This repo gives a config for a two-region Restate cluster.
Two Kubernetes clusters across different regions. If you like, you can use a single cluster and use separate namespaces, as a way to test out the config.
All Restate nodes need to reach each other's 5122 port, including across region.
For this purpose we use a per-node NLB, but we specify a single subnet for each NLB so that we don't waste too many globally routable IPs.
Configuration for NLBs can be found in additional-manifest - we apply those after creating the Restate pods so we can pick the NLB subnets appropriately to match where Restate is scheduled.
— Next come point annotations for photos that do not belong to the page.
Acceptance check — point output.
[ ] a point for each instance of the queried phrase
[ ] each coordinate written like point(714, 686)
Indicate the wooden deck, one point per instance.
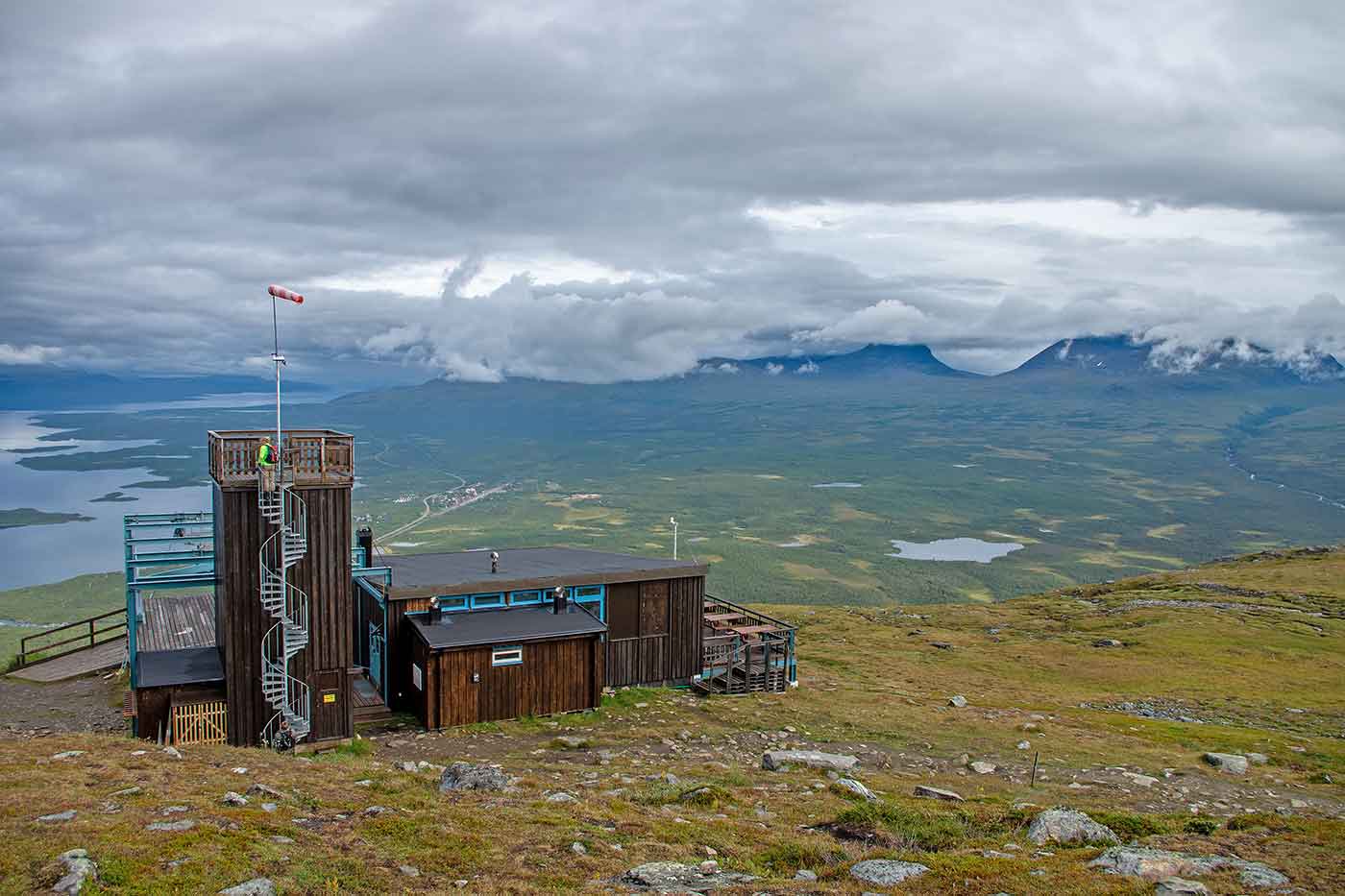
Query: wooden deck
point(107, 655)
point(177, 623)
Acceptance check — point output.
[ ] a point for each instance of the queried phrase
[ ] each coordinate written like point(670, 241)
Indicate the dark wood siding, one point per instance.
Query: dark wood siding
point(654, 631)
point(555, 675)
point(323, 573)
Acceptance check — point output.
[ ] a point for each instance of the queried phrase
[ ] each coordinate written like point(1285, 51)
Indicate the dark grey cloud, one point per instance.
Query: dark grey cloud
point(744, 180)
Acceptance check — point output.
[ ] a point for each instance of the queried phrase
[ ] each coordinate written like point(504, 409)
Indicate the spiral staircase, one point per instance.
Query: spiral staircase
point(288, 606)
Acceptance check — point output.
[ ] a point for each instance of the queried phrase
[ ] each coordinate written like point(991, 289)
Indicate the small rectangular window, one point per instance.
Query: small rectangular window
point(487, 600)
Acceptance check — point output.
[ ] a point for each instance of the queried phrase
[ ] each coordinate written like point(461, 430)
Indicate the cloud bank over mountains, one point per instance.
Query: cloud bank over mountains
point(577, 191)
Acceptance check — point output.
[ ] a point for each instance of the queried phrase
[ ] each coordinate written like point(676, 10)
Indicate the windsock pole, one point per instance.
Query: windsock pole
point(279, 292)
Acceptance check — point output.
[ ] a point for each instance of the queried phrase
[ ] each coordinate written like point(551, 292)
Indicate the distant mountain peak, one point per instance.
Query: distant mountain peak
point(873, 359)
point(1123, 355)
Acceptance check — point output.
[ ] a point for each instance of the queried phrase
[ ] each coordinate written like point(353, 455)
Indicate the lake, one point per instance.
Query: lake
point(954, 549)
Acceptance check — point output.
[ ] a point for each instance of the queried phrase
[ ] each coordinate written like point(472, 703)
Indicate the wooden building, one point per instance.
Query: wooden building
point(309, 634)
point(651, 608)
point(504, 664)
point(319, 475)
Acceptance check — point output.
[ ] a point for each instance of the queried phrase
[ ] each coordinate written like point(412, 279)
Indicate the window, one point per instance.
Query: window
point(594, 596)
point(480, 601)
point(521, 597)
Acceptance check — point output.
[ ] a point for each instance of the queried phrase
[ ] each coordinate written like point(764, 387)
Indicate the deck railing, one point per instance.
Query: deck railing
point(90, 635)
point(311, 456)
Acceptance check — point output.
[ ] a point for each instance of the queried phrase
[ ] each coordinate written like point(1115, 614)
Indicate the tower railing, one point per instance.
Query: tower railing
point(286, 604)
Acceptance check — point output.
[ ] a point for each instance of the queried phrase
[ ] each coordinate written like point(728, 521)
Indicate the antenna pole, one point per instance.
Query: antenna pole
point(275, 355)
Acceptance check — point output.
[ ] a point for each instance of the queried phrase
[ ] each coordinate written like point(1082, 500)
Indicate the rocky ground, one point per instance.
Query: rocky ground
point(1166, 762)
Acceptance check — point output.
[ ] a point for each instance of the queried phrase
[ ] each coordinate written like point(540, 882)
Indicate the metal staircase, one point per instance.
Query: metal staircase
point(288, 606)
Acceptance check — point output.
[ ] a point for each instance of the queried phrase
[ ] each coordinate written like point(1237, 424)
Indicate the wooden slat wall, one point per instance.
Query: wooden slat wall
point(655, 631)
point(554, 677)
point(323, 573)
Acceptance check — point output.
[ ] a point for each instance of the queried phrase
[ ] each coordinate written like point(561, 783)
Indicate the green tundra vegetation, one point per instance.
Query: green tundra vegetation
point(1116, 689)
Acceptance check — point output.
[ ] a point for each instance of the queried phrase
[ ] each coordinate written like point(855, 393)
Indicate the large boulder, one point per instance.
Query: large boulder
point(857, 788)
point(471, 777)
point(1228, 763)
point(80, 869)
point(255, 886)
point(885, 872)
point(675, 878)
point(1180, 886)
point(782, 759)
point(1068, 826)
point(1159, 864)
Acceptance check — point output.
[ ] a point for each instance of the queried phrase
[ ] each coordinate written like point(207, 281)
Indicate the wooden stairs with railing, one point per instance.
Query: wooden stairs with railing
point(744, 651)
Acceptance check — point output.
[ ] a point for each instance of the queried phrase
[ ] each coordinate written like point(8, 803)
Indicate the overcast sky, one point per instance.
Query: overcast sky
point(601, 191)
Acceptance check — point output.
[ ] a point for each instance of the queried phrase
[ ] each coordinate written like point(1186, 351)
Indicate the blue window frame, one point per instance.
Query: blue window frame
point(480, 601)
point(591, 594)
point(524, 597)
Each NLB has its own DNS name managed by the external DNS controller. The globally-resolveable and reachable dns name (with protocol http and port 5122) is set as RESTATE_ADVERTISED_ADDRESS for each node.
In this two region setup, all 6 nodes participate in the Raft-based replicated metadata store. When handing over between regions, we update the metadata cluster to be a 3 node cluster in a single region.
Each region's nodes will use a regional snapshot bucket, with S3 cross-region replication set up in both directions to copy snapshots across regions.
A single IAM role can be used for both regions if desired. It needs permissions to read and write objects in the S3 buckets:
{
"Version": "2012-10-17",
"Statement": [
{
"Action": "s3:ListBucket",
"Resource": [
"arn:aws:s3:::$region1_bucket_name",
"arn:aws:s3:::$region2_bucket_name"
],
"Effect": "Allow"
},
{
"Action": [
"s3:PutObject",
"s3:GetObject"
],
"Resource": [
"arn:aws:s3:::$region1_bucket_name/*",
"arn:aws:s3:::$region2_bucket_name/*"
],
"Effect": "Allow"
}
]
}The role needs an appropriate trust policy such that each Restate pod can assume it. This will vary depending on your kiam (podAnnotations) or oidc-based (serviceAccount annotations) IAM setup in Kubernetes.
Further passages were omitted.